It’s so incredibly nerve-wracking (but also exciting) in the month or so before a book comes out. The reviews start to roll in and the nail-biting commences. The Google Alerts start appearing in your inbox, causing your heart to palpitate just a bit each time you check your email.

That’s how I came across this review of Cat Girl’s Day Off from Publisher’s Weekly:

“I was a freak from a family of freaks.” High school sophomore Natalie “Nat” Ng has a “Talent” she’s not proud of: the ability to talk to cats. Her younger sister is a “supergenius” with chameleonlike abilities; her older sister is proficient in truth divination and levitation, and has X-ray vision; and her parents work for the Bureau of Extrasensory Regulation and Management. When a film crew comes to Nat’s Chicago high school to shoot a takeoff of Ferris Bueller’s Day Off things get fishy: the female star isn’t acting like herself, and Nat learns from a cat that celebrity blogger Easton West may not be who she claims to be. Along with her friends Oscar and Melly, Nat gets dragged into a whirlwind adventure to find out what happened to the real Easton. Pauley (Still Sucks to Be Me) offers amusing insights into the minds of cats, snappy dialogue, and a fast-paced plot. Readers should easily relate to Nat, and cat-lovers in particular will find a lot to enjoy in this romp. Ages 12–up.

So….yay! Kirkus AND Publisher’s Weekly like it!

You will too. Really. I promise. And remember, if you pre-order or buy it the first week, I’ll send YOU a personal letter and a signed bookplate. So, um, get on that, wouldja? I’m starting to work on those requests now and I’d love to be able to mail some of them while we’re visiting the US later this month instead of mailing them from here…(postage…it’s a killer).

Looky! I’m in Publisher’s Weekly!

Here’s a link to the full article. :) And the excerpt:

Last month marked the release of the inaugural list from Lee & Low’s Tu Books, and the imprint is off to a running start. “Reviews of all our first books look really good so far,” says editorial director Stacy Whitman. The debut releases are Wolf Mark, a paranormal thriller by Joseph Bruchac; Galaxy Games, a space adventure by Greg Fishbone; and Karen Sandler’s Tankborn, a dystopian novel. “It seems that dystopia is as strong as ever, though I keep expecting to see it subside,” Whitman remarks. “In the future, I’m anticipating that urban fantasy with a twist will be strong.”

Spring will bring Vodnik by Bryce Moore, a contemporary fantasy set in Europe, and Kimberly Pauley’s Cat Girl’s Day Off, in which a girl who can talk to cats solves the disappearance of a celebrity blogger. “This book has mystery, celebrity, and fantasy elements—it’s a mashup of genres.
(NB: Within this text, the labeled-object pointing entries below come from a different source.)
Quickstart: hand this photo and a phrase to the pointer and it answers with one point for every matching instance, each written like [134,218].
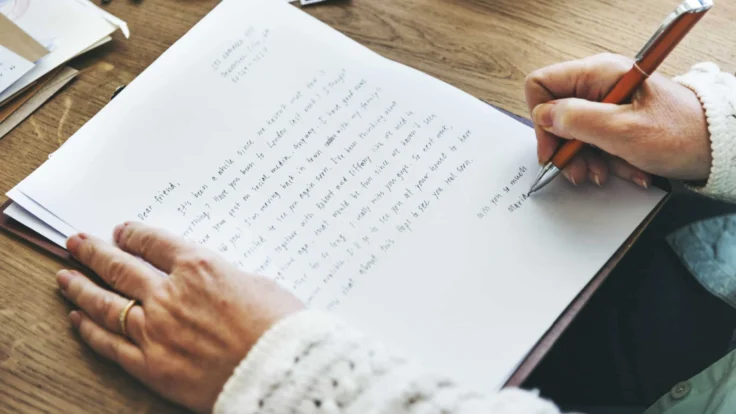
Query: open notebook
[368,188]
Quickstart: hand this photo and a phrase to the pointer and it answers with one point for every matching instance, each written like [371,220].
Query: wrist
[716,92]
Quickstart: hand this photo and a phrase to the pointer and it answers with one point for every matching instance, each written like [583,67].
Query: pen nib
[545,176]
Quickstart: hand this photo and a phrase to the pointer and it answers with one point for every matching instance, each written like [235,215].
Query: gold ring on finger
[124,316]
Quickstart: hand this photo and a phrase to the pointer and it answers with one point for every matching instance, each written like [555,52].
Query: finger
[607,126]
[121,271]
[109,345]
[576,170]
[597,167]
[590,78]
[626,171]
[156,246]
[547,144]
[104,307]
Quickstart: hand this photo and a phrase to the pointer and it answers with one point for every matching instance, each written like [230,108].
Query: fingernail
[63,278]
[76,318]
[542,115]
[116,233]
[642,183]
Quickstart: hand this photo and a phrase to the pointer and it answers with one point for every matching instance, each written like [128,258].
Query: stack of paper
[365,187]
[37,38]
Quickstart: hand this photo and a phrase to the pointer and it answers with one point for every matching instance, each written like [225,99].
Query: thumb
[607,126]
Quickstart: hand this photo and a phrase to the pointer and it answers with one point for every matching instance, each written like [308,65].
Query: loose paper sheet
[64,27]
[12,67]
[365,187]
[14,38]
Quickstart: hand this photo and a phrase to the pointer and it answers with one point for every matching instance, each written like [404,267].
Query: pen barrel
[668,41]
[620,93]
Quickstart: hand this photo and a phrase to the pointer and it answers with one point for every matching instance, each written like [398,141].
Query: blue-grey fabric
[708,249]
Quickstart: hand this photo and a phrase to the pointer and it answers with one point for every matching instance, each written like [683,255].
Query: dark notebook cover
[525,368]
I’ll be on the lookout for more of those,” Whitman notes.

I’m proud to be involved with this! And I’m so excited to have a book coming out that features a multi-ethnic (which, incidentally, spell check wanted to change to mulch-ethnic…what the heck is that?!) cast and a gay character. And that my editor, if anything, encouraged all of that. And, hey, MASHUP. I love that word.